Posted by on October 23, 2009 at 9:39 am, in the category Uncategorized.
Comments are off for this post

11 responses to “It’s Nice That We Talk”

  1. Kaarina says:

    simple is sometimes better- those tulips are so delicate and sweet!

  2. Deirdre says:

    I put in about 500 “minor” bulbs this fall. Maybe next year I’ll put in some tulips. Something like the T. acuminata is bizarre and delicate at the same time; The best of both worlds.

  3. Fiona says:

    Lovely! One nice thing about species tulips is that some of them are small enough bulbs to make planting easier. Digging holes for my narcissus last week was hard work (they’ve got some big butts).

    Of course, the more tulips you have, the more you want, right? I’m jonesing for more land, now.

  4. Yes, thank goodness for the internet! As a teenager, I learned to garden from the wonderful folks on gardenweb and The Rose Hybridizers Association. I’ve now got 6 years (And counting… someday, someday, I will graduate for the last time) of formal academic training in horticulture, but I still think I’ve learned more from great people online than in my classes.

  5. Bob says:

    I’ve been ranting about wild Tulips for years (first planted Tardas about 25 years ago). I’ve persuaded the local park district to start planting them.

    I must have 1000 or more Tardas by now…and about 10 other varieties.

  6. Paige says:

    How is the rebloom of the species tulips?

  7. Michele Owens says:

    Paige, I don’t know. I have tulipa tarda, which I planted four or five years ago that come back strong every year.

    But tulipa sylvestris I planted for the first time last spring.

  8. Eliz says:

    I find that the tarda, humilis, and clusiana return reliably–5 years for me. Notice how great they look with her viola; you need critical mass like that and you need to plant more each year for best effect.
    Warning: the acuminata is pricey and does not return well!

  9. Bob says:

    Rebloom…as in from year to year? Tarda spreads well; I haven’t planted any Tarda in more than a decade. Nothing eats it, either…

    The others don’t spread as much; some may sometimes be eaten (but not often; most are reliable in bloom.

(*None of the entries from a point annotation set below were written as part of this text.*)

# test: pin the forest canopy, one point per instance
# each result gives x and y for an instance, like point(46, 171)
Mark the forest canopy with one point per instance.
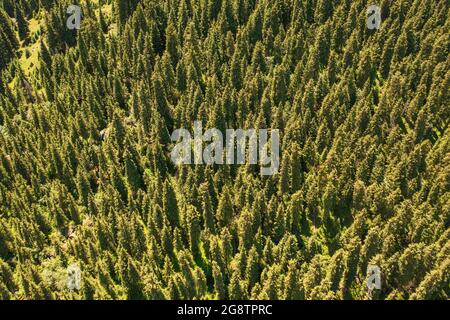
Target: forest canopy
point(86, 178)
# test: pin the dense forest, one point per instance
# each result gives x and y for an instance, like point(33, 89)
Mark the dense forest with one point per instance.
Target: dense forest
point(86, 179)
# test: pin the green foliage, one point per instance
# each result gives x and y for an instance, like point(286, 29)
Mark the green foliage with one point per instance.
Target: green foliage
point(85, 170)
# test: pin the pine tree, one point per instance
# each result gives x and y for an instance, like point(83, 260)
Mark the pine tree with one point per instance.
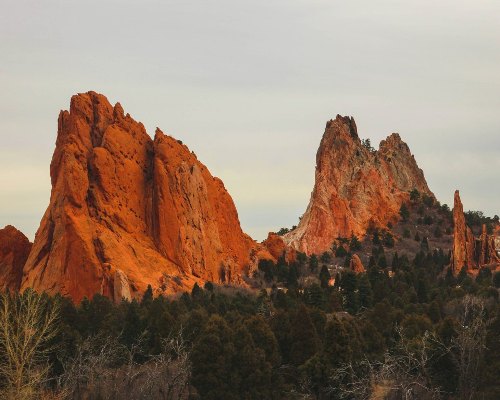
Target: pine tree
point(304, 340)
point(324, 276)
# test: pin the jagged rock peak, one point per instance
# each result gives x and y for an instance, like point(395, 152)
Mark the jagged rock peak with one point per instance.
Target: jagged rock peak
point(341, 121)
point(355, 187)
point(468, 251)
point(14, 250)
point(127, 211)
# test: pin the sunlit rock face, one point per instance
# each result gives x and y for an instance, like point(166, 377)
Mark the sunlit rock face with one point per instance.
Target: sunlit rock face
point(469, 251)
point(14, 250)
point(356, 187)
point(128, 210)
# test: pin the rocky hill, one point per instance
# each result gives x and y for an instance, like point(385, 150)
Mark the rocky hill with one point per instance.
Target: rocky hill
point(356, 187)
point(14, 251)
point(127, 211)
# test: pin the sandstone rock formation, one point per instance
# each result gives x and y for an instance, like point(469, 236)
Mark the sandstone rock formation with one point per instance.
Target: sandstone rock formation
point(14, 250)
point(469, 251)
point(121, 287)
point(463, 239)
point(278, 248)
point(355, 187)
point(128, 209)
point(356, 265)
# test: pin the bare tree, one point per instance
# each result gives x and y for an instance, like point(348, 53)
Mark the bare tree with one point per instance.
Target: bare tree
point(28, 324)
point(402, 374)
point(469, 344)
point(104, 368)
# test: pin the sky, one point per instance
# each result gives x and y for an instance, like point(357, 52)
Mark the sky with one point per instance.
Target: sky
point(249, 86)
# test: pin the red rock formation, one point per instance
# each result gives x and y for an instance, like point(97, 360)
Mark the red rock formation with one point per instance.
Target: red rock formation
point(127, 209)
point(356, 265)
point(355, 187)
point(467, 250)
point(463, 239)
point(278, 248)
point(14, 250)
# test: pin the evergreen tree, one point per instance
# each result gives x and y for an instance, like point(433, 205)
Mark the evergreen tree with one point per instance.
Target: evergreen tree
point(213, 373)
point(304, 340)
point(336, 346)
point(365, 292)
point(324, 277)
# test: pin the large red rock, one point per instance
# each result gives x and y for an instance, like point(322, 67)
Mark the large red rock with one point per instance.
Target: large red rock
point(355, 187)
point(14, 251)
point(127, 211)
point(277, 248)
point(463, 239)
point(469, 251)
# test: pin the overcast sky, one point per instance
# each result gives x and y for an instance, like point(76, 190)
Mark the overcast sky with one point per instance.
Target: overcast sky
point(249, 85)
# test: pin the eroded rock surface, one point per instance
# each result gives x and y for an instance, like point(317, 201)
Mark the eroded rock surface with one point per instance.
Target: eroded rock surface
point(123, 202)
point(14, 251)
point(355, 187)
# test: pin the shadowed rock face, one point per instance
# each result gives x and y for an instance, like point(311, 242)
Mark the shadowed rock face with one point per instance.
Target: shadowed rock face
point(14, 250)
point(130, 210)
point(469, 251)
point(355, 187)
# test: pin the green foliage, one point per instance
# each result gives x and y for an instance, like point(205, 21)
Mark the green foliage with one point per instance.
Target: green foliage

    I had sylvestris for the first time this year… We will see how they do…

    I also planted dwarf iris; the yellow ones “bombed out”, the purple ones did great…

  10. Paige says:

    All great feedback, thank you! I haven’t done tulips because they seem too much like annuals. I’ll try the T.tarda and T.syvestris.

  11. Anonymous says:

    I planted Tulipa turkestanica in pots 6 years ago for a Garden Club anniversary. Those that I rescued after spring bloom downtown, are still blooming in my north side of the mountain, zone 6a garden, in dappled sun. They are a multiflowered crack-of-spring bloomer that is well worth the wade through the late winter flotsam. There is deer fence protection and they have survived possible mice, rabbits, and groundhogs damage.